A new release is available for Arkindex instances. You can test it on our demo instance: demo.arkindex.org

Project rights

Arkindex now has a solution for rights management on projects that can be accessed by all users. Previously, only instance administrators could grant access to users on specific projects.

As an regular user, you can now:

  • Create a group with specific users, using their email address to find them;
  • Give read-only, read & write or full administrative access to users or groups on your projects;
  • Revoke any rights at any time;
  • View all the groups you belong to.

profile
View the groups you belong to on your profile page

corpus
Manage who can view your project (users or groups)

We plan further developments for this solution, expanding this new right management system to the processes and workers in the next few releases.

PDF text extraction

When you import a PDF file in Arkindex, its text content will be automatically extracted and converted into Line elements.

pdf_text
PDF text is displayed as Lines with their content

So it's now possible to use those Line elements directly in your Machine Learning workflows!

Drop DataSource

This is the last step in a refactoring that spanned over several months: the last part of the previous Machine Learning workflow system is gone. All Machine Learning results are now linked to workers.

Processes

We have made two changes to make it easier to use our workflow system in a production environment:

  • You can now name processes, using any naming convention you choose. It should be easier to categorize your experiments and large imports. An Edit button is available on every process details page.
  • It's now possible to restart a failed or completed task without restarting the whole process, by clicking on the restart button.

restart
You can edit or restart a task from its details page.

Performance enhancements

A few changes and corrections have been made on the backend and frontend to speedup navigation through elements: you should feel the website being more responsive, especially on large projects.
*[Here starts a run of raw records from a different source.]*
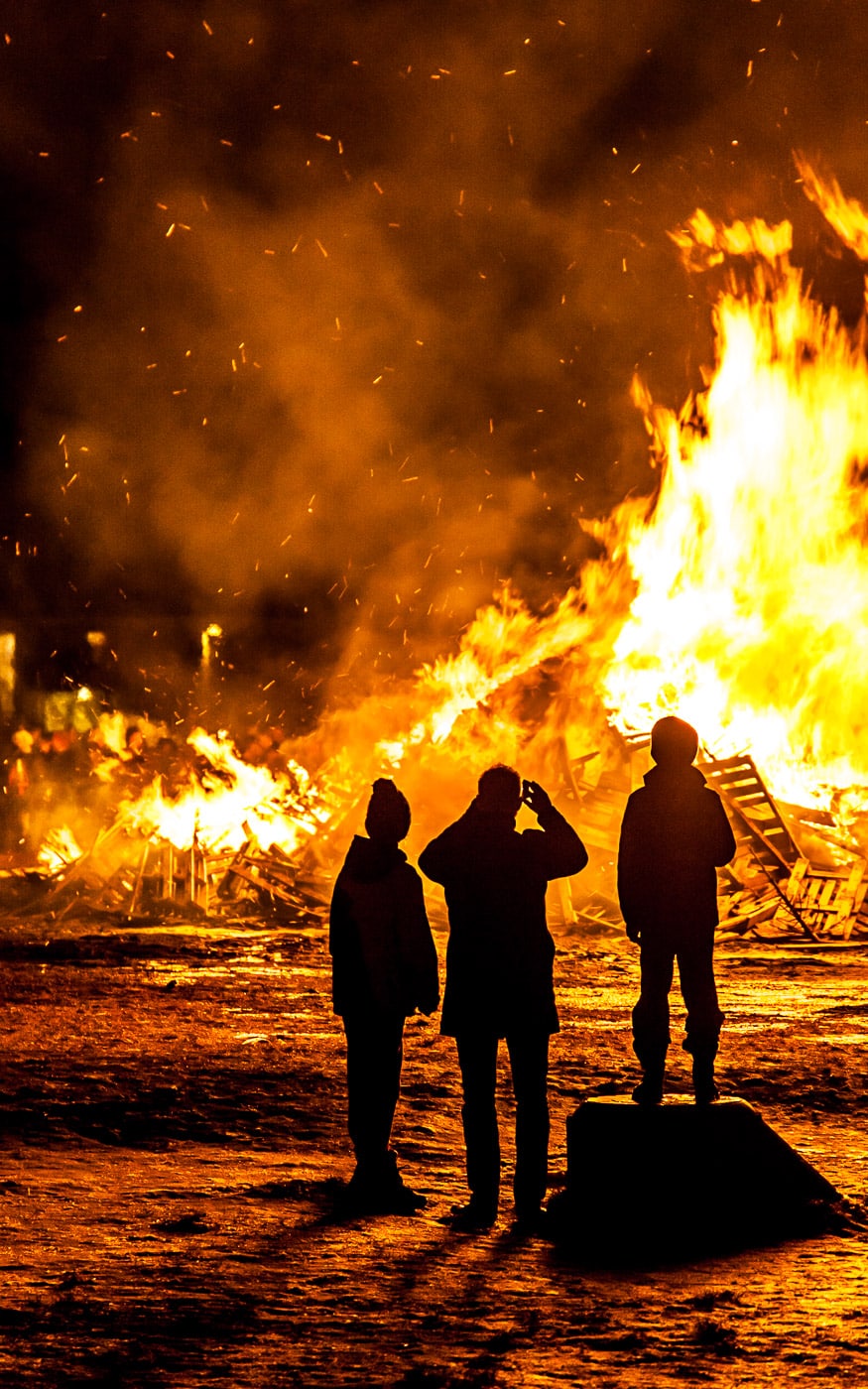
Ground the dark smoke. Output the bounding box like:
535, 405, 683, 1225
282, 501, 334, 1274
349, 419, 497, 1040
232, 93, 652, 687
0, 0, 868, 705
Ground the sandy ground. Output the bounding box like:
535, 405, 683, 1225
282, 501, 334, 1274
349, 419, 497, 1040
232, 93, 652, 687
0, 889, 868, 1389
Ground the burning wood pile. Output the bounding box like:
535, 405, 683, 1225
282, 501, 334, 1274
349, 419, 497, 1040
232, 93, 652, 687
8, 156, 868, 942
575, 739, 868, 942
8, 710, 868, 942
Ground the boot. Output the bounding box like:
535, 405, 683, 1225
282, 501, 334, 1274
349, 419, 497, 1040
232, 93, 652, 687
693, 1053, 721, 1104
632, 1056, 667, 1104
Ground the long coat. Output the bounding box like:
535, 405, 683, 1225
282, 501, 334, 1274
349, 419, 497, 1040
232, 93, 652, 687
420, 802, 587, 1036
618, 765, 736, 944
329, 834, 438, 1017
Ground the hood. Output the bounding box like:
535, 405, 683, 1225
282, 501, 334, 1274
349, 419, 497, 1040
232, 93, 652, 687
341, 834, 407, 882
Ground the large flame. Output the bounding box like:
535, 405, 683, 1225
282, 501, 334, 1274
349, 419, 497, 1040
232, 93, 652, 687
39, 157, 868, 854
603, 166, 868, 803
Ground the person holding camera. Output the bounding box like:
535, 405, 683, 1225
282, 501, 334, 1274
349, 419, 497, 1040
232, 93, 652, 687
420, 765, 587, 1229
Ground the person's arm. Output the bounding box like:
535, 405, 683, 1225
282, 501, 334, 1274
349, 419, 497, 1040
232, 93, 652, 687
618, 796, 642, 941
418, 812, 468, 886
402, 868, 440, 1013
711, 791, 737, 868
522, 782, 587, 878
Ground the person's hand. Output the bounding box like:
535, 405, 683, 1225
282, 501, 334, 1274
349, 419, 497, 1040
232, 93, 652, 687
521, 782, 552, 819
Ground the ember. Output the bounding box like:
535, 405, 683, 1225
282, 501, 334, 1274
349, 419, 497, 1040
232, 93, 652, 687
5, 160, 868, 938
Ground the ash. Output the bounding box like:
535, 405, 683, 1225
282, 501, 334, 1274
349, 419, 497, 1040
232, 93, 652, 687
0, 909, 868, 1389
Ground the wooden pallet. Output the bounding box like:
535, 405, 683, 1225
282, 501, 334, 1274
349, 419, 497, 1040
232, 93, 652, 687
698, 754, 802, 876
775, 858, 868, 941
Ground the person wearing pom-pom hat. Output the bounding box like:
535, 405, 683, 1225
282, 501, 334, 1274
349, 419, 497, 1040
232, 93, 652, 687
329, 777, 440, 1214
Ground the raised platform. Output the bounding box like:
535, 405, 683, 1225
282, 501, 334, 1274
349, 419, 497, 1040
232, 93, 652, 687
549, 1096, 841, 1256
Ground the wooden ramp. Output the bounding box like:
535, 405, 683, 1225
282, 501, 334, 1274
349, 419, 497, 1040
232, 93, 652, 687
698, 753, 802, 876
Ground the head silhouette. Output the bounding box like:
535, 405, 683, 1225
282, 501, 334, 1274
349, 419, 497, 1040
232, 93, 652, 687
365, 777, 410, 844
652, 714, 698, 767
478, 763, 521, 816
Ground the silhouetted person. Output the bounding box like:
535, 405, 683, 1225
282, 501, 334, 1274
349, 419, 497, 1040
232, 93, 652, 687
329, 778, 438, 1214
618, 716, 736, 1104
420, 767, 587, 1228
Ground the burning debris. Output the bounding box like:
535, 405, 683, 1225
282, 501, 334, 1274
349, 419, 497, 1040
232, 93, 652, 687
7, 159, 868, 941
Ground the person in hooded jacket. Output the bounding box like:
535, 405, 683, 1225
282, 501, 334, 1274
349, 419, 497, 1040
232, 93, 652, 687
420, 765, 587, 1229
618, 715, 736, 1104
329, 778, 440, 1214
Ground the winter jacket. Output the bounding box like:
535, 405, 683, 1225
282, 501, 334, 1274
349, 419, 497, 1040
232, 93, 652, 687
329, 834, 438, 1017
618, 765, 736, 944
420, 802, 587, 1036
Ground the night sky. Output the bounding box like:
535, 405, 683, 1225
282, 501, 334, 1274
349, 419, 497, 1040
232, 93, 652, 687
0, 0, 868, 694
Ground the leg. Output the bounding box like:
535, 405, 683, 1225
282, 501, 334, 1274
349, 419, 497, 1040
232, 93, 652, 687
455, 1032, 500, 1219
633, 942, 675, 1104
678, 937, 723, 1104
343, 1013, 404, 1177
507, 1032, 549, 1219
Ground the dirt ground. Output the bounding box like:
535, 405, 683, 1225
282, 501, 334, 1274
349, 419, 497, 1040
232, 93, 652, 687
0, 889, 868, 1389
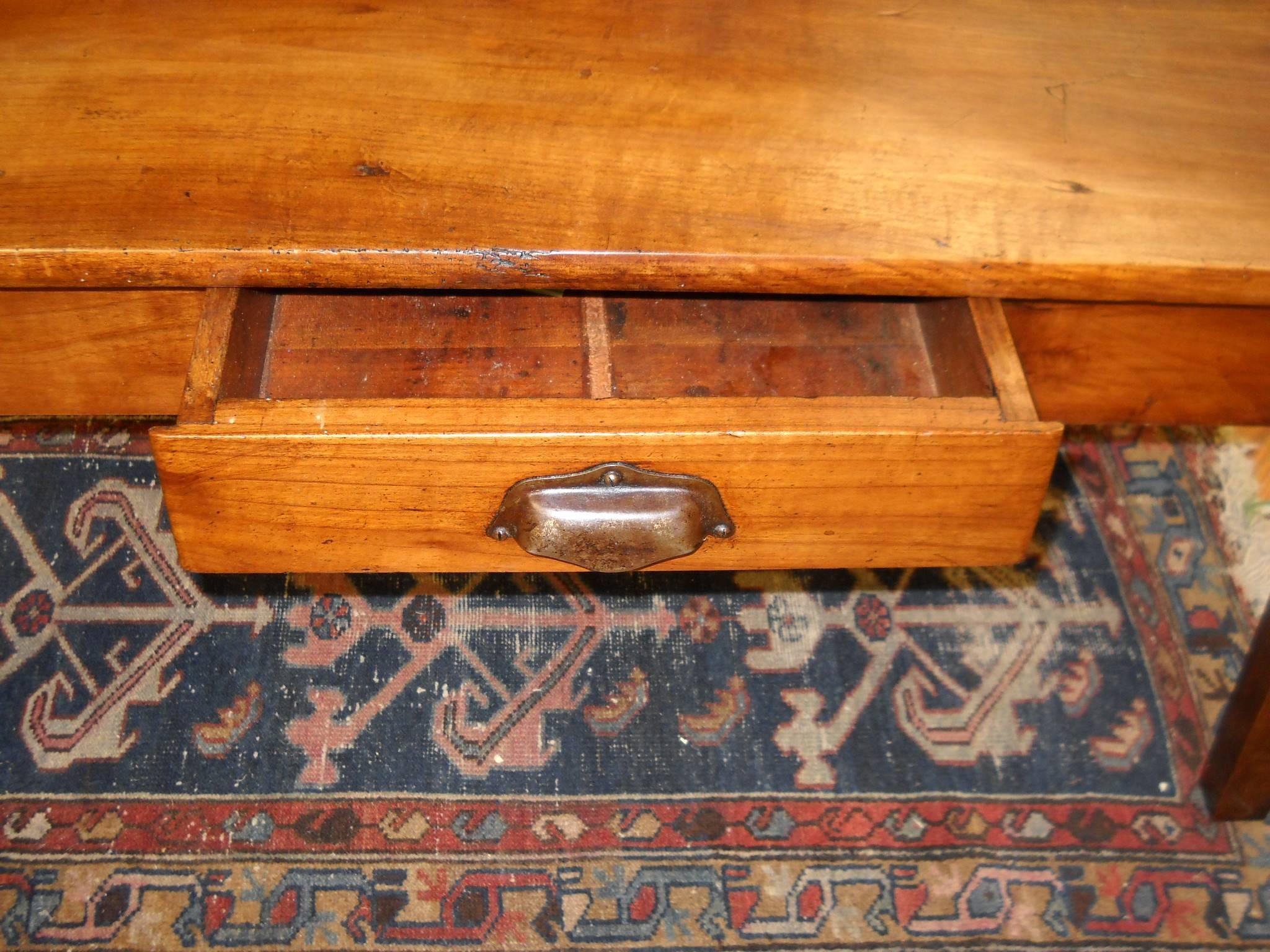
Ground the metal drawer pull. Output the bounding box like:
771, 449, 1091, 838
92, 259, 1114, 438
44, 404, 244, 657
485, 464, 735, 573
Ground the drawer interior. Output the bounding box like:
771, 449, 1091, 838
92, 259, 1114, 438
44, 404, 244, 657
151, 288, 1060, 571
213, 292, 995, 401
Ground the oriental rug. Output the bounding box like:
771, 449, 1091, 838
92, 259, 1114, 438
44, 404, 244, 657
0, 421, 1270, 950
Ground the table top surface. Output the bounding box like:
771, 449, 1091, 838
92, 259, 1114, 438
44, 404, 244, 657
0, 0, 1270, 303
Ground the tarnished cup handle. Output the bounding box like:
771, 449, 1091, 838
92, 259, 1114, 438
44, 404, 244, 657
485, 464, 735, 573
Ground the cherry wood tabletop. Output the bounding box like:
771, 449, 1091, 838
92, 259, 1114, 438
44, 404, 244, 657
0, 0, 1270, 303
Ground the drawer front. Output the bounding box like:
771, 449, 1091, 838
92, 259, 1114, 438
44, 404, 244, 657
154, 425, 1059, 571
151, 292, 1062, 573
0, 291, 203, 416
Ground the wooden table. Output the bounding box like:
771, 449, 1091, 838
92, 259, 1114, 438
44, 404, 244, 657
0, 0, 1270, 822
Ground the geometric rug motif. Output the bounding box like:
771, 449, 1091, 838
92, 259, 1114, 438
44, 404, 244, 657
0, 423, 1270, 948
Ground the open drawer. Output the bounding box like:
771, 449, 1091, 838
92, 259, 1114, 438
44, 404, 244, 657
151, 289, 1062, 573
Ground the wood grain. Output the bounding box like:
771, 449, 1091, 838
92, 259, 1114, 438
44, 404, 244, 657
263, 293, 585, 400
1200, 606, 1270, 820
0, 291, 203, 416
151, 424, 1060, 571
605, 296, 955, 399
1005, 301, 1270, 425
216, 397, 1030, 437
969, 297, 1036, 420
0, 0, 1270, 303
179, 288, 241, 423
252, 292, 992, 400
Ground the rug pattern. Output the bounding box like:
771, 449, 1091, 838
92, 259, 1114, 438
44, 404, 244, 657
0, 424, 1270, 948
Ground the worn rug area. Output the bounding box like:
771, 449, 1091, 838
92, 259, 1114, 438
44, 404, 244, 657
0, 423, 1270, 950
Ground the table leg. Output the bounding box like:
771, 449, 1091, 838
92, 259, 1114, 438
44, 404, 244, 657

The most notable changes are described in the section below.

API Changes

  • Added a with_zone query parameter to return elements zone when listing children/parents or a project's elements: this allows us to request less data for special cases. It is enabled by default to avoid a breaking change.
  • Removed element-related attributes from ListElementEntities.
  • Exposed the worker_version attribute when retrieving metadatas.
  • Added an attribute to filter ListTranscriptions by element_type.
  • Added a query parameter to return project information in ListElementChildren and ListElementParents.
  • Added the ListElementMetadata endpoint to list all metadatas for an element: they are not listed anymore in RetrieveElement.
  • Removed the deprecated ListElement endpoint.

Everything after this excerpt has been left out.